Overall Report Mechanics

First off, I love the technical recommendations and that ultimately the customer paid us. You have a commanding knowledge of the technology and a deep understanding of disaster recovery, application availability, and the impact of network design on a distributed system. You also thought out of the box for the period. You recognized the public cloud as a viable solution for a customer without the internal skill or resources to operate a warm site disaster recovery environment.

Keith, I’ll give you a C+. You are a management consultant, and you didn’t focus the executive summary on the business outcomes. Reading the report today, I have no context of why you are making the recommendations you make. You and your sponsor may have understood those outcomes. However, if your sponsor were to share the report to his CEO, context is missing. You would not accept this report as final today. You’d send it back to the team for additional background and a more well-rounded executive overview. I expect better from you then and now.

While you hired an editor, the editor was technical. Next time spend a little more money and hire an editor to help with the overall document flow and basic grammatical errors. Did you really miss “publically.” The spell check should have picked that up.

Hardware Recommendations

I still agree that memory represented the most significant risk to achieving a growing customer base by 50%. In a virtualized environment, the two common bottlenecks are memory and I/O. That current environment ran between 80% to 90% memory utilization. With such high rates, customers would have complained about poor application response time. You missed the benefit of improved application response time.

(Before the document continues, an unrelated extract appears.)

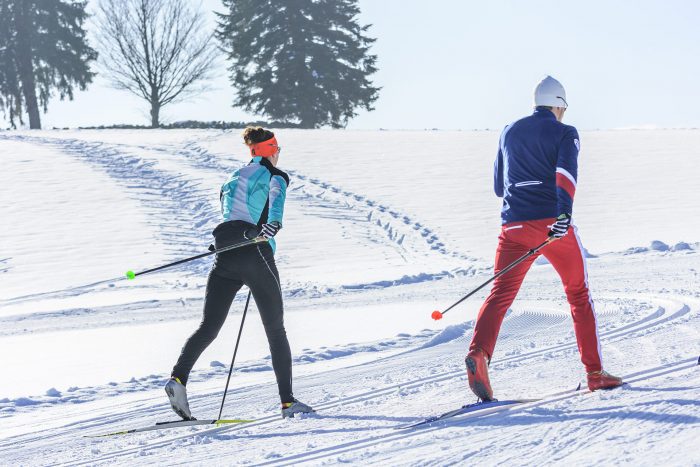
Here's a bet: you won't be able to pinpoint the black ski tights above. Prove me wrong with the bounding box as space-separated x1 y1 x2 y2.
172 243 294 402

You did identify the highest risk of serving 50% more customers. I see the environment ran a Citrix delivered app for multiple tenants. CPU utilization remained low at 20% to 30%. Storage I/O looked fine. While the customer could benefit from an overall hardware refresh, increasing memory would also meet the performance needs while deferring the additional cost of new server infrastructure. No HCI for you 2015-Keith!

Network Recommendation

Oh, customers were running all of their VM traffic through physical firewalls back then. Today it may seem like a no-brainer to implement a software-defined network (SDN). But in 2015, it wasn’t as practiced. Your customer for this project didn’t have the staff to implement and maintain the VXLAN implementation you suggested. VMware NSX wasn’t yet mature. It was a cutting edge recommendation you would have struggled to help make real. Be grateful they didn’t bite on that recommendation. You should have gone the safe route and recommended virtual firewalls. 

The physical network was 1Gbps? You sure they weren’t having I/O problems. If I remember correctly, they were running iSCSI for the storage network. Even by 2015 standard, 1Gbps seems relatively slow. Even our CTOAHI runs on 5-year Arista 10Gbps switches. No complaints about your recommendation here. They should have taken you up on the 10Gbps upgrade. I do now remember why you suggested VXLAN. You were a big Arista switch fan, and if I remember correctly, Arista’s VXLAN implementation was reliable.

Disaster Recovery and vCloud AIR

Keith! Your recommendation that the customer leverage vCloud Air was before you tried to use it! I had to reach back and pull up your takedown of the solution. Except for vCloud Air not being a great solution at the time, the recommendation was the right one on paper. The client had a Recovery Point Object (RPO) and Recovery Time Objective (RTO) that they could not meet. I like that you called out it would take a couple of hundred man-hours to recover the environment vs. the service-level agreement of 24-hours. 

The customer lacked proper DR documentation, automation, and testing. You called each of these defects out and provided a remediation plan. Obviously, the modern solution is to replicate to the public cloud and maintain some minimum VMware public cloud footprint. Just note that capacity isn’t guaranteed. It’s a lesson learned from the pandemic.

What happened

You had the perfect customer in a CFO. It’s not many times a business leader calls a technology advisory firm. It would be best if you had approached it via the lens of a CFO. You realized too late. He moved on once you got your feet underneath you. We learned a great deal from this report. With all of your former peers from PwC, you didn’t ask for feedback? I think you were scared, and as much as you don’t want to admit, it had a little imposter syndrome. Leverage your network, you may have missed out on long term customer I’d have to this day.

Kudos to you on getting the work. It was $15K of side income. Don’t ever be shy about asking for help again. You don’t know everything. I don’t expect you to know everything. I do expect you to leverage your network.